Autonomous context compression

Autonomous context compression

4 min read

TL;DR: We've added a tool to the Deep Agents SDK (Python) and CLI that allows models to compress their own context windows at opportune times.


Motivation

Context compression is an action that reduces the information in an agent’s working memory. Older messages are replaced by a summary or condensed representation of an agent’s progress that preserves what’s relevant to a task. This action is often necessary to accommodate finite context windows and reduce context rot.
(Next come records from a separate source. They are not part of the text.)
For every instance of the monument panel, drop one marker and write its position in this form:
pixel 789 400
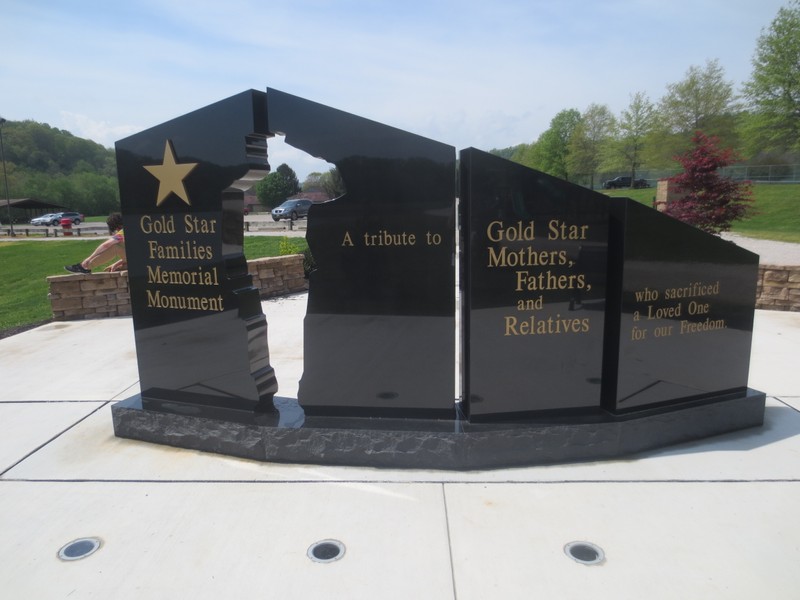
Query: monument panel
pixel 201 337
pixel 533 284
pixel 380 324
pixel 680 312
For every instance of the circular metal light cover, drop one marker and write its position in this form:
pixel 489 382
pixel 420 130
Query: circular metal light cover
pixel 326 551
pixel 80 548
pixel 585 553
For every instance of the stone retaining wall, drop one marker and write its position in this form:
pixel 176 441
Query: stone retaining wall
pixel 778 288
pixel 101 295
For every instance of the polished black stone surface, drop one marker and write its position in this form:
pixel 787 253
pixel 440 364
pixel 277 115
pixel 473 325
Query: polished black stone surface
pixel 591 328
pixel 680 318
pixel 201 337
pixel 453 444
pixel 533 289
pixel 380 325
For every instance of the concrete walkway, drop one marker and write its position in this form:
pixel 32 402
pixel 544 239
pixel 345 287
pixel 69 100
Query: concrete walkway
pixel 712 519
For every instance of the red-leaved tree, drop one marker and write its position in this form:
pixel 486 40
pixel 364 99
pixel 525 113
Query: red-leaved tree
pixel 706 199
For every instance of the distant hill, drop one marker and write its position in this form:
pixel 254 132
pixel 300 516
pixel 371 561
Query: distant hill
pixel 53 165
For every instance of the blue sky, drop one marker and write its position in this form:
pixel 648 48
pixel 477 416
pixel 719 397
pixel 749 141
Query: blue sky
pixel 486 74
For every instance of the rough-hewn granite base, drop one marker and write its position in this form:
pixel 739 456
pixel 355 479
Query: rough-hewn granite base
pixel 290 437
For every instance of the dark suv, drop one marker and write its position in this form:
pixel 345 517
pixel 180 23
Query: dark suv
pixel 621 182
pixel 292 209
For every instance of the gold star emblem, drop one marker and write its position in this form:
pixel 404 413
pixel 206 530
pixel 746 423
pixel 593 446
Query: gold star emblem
pixel 170 176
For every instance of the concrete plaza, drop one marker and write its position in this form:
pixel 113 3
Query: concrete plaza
pixel 710 519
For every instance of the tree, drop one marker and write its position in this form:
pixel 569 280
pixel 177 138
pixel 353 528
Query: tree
pixel 636 123
pixel 774 87
pixel 313 182
pixel 332 183
pixel 277 186
pixel 552 147
pixel 709 201
pixel 588 140
pixel 702 100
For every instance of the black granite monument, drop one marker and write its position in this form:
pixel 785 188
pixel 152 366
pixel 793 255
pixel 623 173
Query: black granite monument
pixel 590 327
pixel 201 337
pixel 534 285
pixel 380 326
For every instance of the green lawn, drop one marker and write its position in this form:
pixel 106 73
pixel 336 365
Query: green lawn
pixel 25 265
pixel 775 215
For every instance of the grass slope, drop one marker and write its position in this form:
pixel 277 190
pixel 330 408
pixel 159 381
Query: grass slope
pixel 775 211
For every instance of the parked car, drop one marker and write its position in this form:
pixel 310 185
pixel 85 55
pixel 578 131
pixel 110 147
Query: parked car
pixel 621 182
pixel 292 209
pixel 54 219
pixel 43 219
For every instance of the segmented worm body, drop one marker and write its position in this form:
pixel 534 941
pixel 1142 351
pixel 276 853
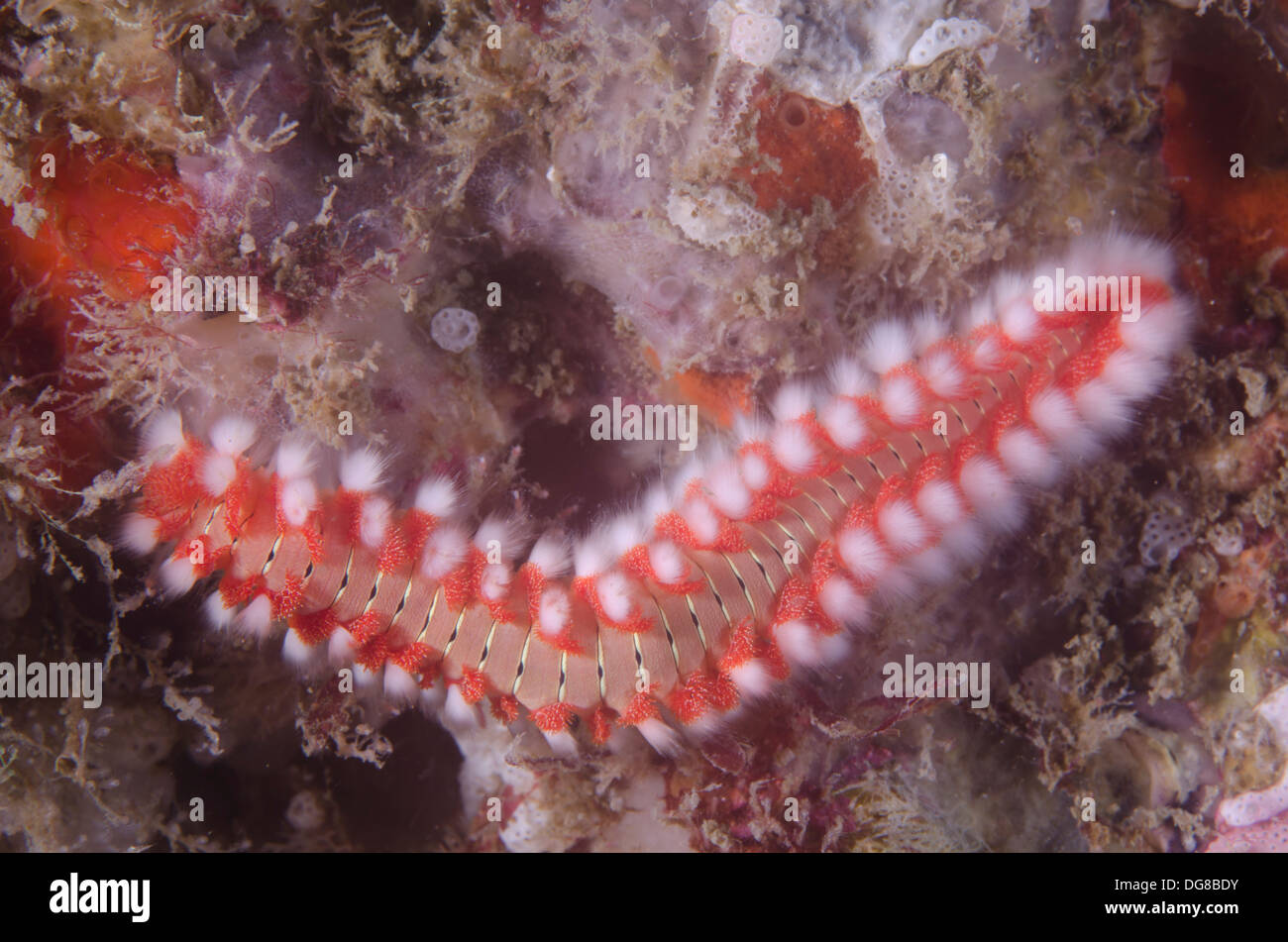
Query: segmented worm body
pixel 751 564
Agent harnesses often control this by compacting at a fixed token threshold (deepagents uses model profiles to compact at 85% of any given model’s context limit). This design is suboptimal because there are good times and bad times to compact:

  • It is not ideal to compact when you’re in the middle of a complex refactor;
  • It is better to compact when you are starting a new task or otherwise believe that prior context will lose relevance.

Many interactive coding tools feature a /compact command or similar, which allows users to manually trigger a context compression step at opportune times. We take this one step further in the latest release of deepagentsand expose a tool to the agent that lets it trigger context compression itself. This enables more opportunistic compaction without requiring your application’s users to be aware of finite context windows or issue specific commands.

This tool is currently enabled in Deep Agents CLI and opt-in in the deepagents SDK.

We are generally bullish on the idea that harnesses should, where possible, “get out of the way” and take advantage of improvements in the underlying reasoning models. This is an instance of the bitter lesson: can we give agents more control over their own context to avoid tuning their harness by hand?

When should we compact?

There is a variety of situations that could warrant a context compression action.

At clean task boundaries:

  • A user signals that they are moving on to a new task for which earlier context is likely irrelevant
  • The agent has finished a deliverable and the user acknowledges task completion

After extracting a result from a large amount of context:

  • The agent has obtained a fact, conclusion, summary, or other result by consuming a significant amount of context, as in a research task

Before consuming a large amount of new context:

  • The agent is about to generate a long draft
  • The agent is about to read a large amount of new context

Before entering a complex multi-step process:

  • The agent is about to start a lengthy refactor, migration, multi-file edit, or incident response
  • The agent has produced a plan and is about to begin executing the steps

A decision has been made that supersedes prior context:

  • New requirements have come to light that invalidate previous context
  • There are many tangents or dead-ends that can be reduced to a summary

Enumerating all possible scenarios is not practical, but our observation is that people and LLMs can identify these scenarios and compact at opportune times, saving the need for a compaction step later on when the context window is nearing its limit. You can read the guidance we provide the model around this tool in its system prompt.

What happens when the tool is called?

The tool is parametrized the same as the existing Deep Agents summarization middleware: we retain recent messages (10% of available context) and summarize what comes before. Recent messages, including the call to the compaction tool and associated response, are retained in the recent context.

See example trace.

How to use

The tool is implemented as a separate middleware, so you can enable it by adding it to the middleware list in create_deep_agent:

from deepagents import create_deep_agent
from deepagents.backends import StateBackend
from deepagents.middleware.summarization import (
    create_summarization_tool_middleware,
)

backend = StateBackend  # if using default backend

model = "openai:gpt-5.4"
agent = create_deep_agent(
    model=model,
    middleware=[
        create_summarization_tool_middleware(model, backend),
    ],
)

See the SDK docs for more details.

In the CLI, simply call /compact when you’re ready to trim context or move onto a new task.

Our experience with this feature

We tuned this feature to be conservative. Deep Agents preserves all conversation history in its virtual filesystem, allowing for recovery of context post-summarization, but an erroneous context compression step is disruptive. We tested:

  • A custom evaluation suite, in which we used (our own) LangSmith traces to inject follow-up prompts to threads that do and do not warrant compaction;
  • Terminal-bench-2, in which we did not observe any instances of autonomous compaction;
  • Our own coding tasks in Deep Agents CLI.

In practice agents are conservative about triggering compaction, but when they do they tend to choose moments where it clearly improves the workflow.

Autonomous context compression is a small feature, but it points at a broader direction for agent design: giving models more control over their own working memory and fewer rigid, hand-tuned rules in the harness. If you’re building long-running or interactive agents, try it out in the Deep Agents SDK or CLI and let us know your feedback and what patterns you’d like to see it handle next.